Paul is a Research Associate on the Leverhulme-funded 'Peopling the Green Sahara' project. This project is responsible for reconstructing former palaeohydrological networks in the Sahara Desert using remote-sensing and GIS techniques. It also integrates this data with available palaeoecological data sets to explore the changing availability of freshwater features during the Holocene humid period. Spatio-temporal patterns evident in the data will then be related to archaeological data to explore how these factors relate to human occupations in the 'Green Sahara'.
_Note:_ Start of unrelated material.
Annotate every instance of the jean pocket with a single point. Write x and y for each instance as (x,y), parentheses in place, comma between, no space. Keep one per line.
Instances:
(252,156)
Paul has authored or co-authored 20 publications to date. He completed his Natural Environment Research Council (NERC)-funded PhD at King's in 2016. This PhD, undertaken in the Department of Geography and partnered with the Palaeodeserts project, focused on reconstructing palaeohydrological networks across the Arabian Peninsula and examining their potential as routes for dispersal for Pleistocene hominins. 

Prior to his PhD, Paul was employed by the VISTA (Visual and Spatial Technology) Centre of the Department of Archaeology and Antiquity, University of Birmingham. Here, he performed landscape archaeological GIS analyses, archaeological excavations, and terrestrial spatial and geophysical surveys.

He obtained an MA (with distinction) in Practical Archaeology from the University of Birmingham in 2007, and a BSc (hons) in Geology and Archaeology from the University of Birmingham in 2003.

Research

  • Human evolution and Hominin dispersals
  • Prehistory in mid-latitude deserts
  • Geoarchaeology, palaeoenvironments and palaeohydrology
  • Quaternary climate change in mid-latitude deserts
  • Landscape archaeology and archaeological prospection using GIS and remotely-sensed data

Paul has particular research interests in dispersals of Homo sapiens and other hominins in the middle-latitudes of Africa and western Asia and how population movements and dynamics in these areas may relate to climatic fluctuations of the past. 

Paul completed a NERC-funded PhD on reconstructing palaeohydrological networks across the Arabian Peninsula and examining their potential as routes for dispersal for Pleistocene hominins.